Golden tofu and roast veg on a bed of sweet butternut squash, finished with a fresh, herby green goddess tahini dressing. Bright flavours, great texture, minimal fuss.
Ingredients
- For the traybake:
- 400g extra-firm tofu
- 2 tbsp tamari
- 1 tbsp honey or maple syrup
- 1 tsp sesame oil
- 500g butternut squash, peeled and cut into 1.5cm cubes
- 4 garlic cloves
- 1 small red onion, cut into 6 pieces
- 3 tbsp extra virgin olive oil
- 200g broccoli, cut into small florets
- 200g thick asparagus, trimmed and cut into 3 pieces
- 80g frozen peas, defrosted
- Sea salt and black pepper
- For the green goddess dressing:
- 4 tbsp runny tahini paste
- 4 tbsp light olive oil
- Juice of 1 small lemon
- 1 tsp honey or maple syrup
- ½ garlic clove, grated
- 6 tbsp warm water
- Sea salt, to taste
- Large handful fresh mixed herbs (basil, coriander, parsley)
Method
- Preheat the oven to 200°C/180°C fan/Gas 6. Wrap the tofu in kitchen paper and squeeze gently to remove excess water. Slice, pat dry again, and cut into cubes.
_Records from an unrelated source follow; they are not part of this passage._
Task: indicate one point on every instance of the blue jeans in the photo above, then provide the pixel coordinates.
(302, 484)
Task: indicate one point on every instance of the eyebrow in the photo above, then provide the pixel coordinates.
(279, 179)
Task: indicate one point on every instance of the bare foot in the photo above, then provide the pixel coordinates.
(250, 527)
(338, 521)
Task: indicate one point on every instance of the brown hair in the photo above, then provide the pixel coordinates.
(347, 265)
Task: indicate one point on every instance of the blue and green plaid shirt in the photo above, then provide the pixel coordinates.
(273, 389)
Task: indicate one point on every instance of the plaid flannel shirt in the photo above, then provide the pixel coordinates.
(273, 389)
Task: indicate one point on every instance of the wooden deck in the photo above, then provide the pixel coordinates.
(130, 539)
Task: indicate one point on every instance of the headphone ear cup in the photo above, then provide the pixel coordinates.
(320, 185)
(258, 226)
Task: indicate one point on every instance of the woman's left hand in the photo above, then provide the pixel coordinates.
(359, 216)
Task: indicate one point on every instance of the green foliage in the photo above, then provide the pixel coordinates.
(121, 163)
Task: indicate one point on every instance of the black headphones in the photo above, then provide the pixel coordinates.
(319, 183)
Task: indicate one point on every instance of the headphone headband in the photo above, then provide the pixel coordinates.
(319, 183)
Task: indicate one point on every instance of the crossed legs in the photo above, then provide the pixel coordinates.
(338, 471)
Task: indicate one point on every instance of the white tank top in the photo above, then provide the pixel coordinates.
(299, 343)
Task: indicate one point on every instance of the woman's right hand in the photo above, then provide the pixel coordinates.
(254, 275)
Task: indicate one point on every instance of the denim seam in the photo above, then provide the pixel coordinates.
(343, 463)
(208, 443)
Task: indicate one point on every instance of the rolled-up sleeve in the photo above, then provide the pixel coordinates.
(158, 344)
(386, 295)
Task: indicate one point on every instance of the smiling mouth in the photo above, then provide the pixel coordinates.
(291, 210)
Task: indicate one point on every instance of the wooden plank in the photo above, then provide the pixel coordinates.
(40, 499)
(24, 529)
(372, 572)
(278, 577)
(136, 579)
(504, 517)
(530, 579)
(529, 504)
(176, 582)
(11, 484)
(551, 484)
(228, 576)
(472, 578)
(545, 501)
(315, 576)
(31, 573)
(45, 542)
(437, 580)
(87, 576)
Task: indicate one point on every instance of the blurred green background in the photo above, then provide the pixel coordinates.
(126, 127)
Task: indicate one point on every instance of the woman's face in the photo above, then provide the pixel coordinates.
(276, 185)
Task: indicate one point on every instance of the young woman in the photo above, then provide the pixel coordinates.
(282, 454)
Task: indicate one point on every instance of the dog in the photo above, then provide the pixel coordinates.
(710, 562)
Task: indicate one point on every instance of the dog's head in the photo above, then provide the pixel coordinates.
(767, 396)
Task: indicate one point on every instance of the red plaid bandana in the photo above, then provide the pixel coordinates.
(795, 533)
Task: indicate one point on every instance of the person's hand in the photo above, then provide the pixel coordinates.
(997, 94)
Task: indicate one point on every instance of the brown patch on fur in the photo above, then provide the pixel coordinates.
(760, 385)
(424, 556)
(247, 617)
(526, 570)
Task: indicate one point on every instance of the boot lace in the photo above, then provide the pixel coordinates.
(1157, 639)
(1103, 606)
- Mix the tamari, honey or maple syrup, and sesame oil in a small bowl. Pour over the tofu, toss to coat, and marinate for 20 minutes.
- Spread the butternut squash, garlic and onion on a baking tray. Drizzle with 2 tbsp olive oil and roast for 30–35 minutes, stirring once, until the squash is tender.
- Meanwhile, toss the broccoli and asparagus with the remaining 1 tbsp olive oil. Add them to the tray along with the marinated tofu. Roast for a further 10 minutes.
- Tip the peas into the tray and roast for a final 3 minutes.
- For the dressing, blend the tahini, olive oil, lemon juice, honey or maple syrup, garlic, warm water and herbs until smooth. Season with a little salt.
- Remove the tray from the oven, season with sea salt and black pepper, and drizzle over the green goddess dressing to serve.
Serving & storage
Tip: Best eaten fresh. Leftovers keep up to 2 days in the fridge; add a squeeze of lemon and extra dressing to brighten when serving cold.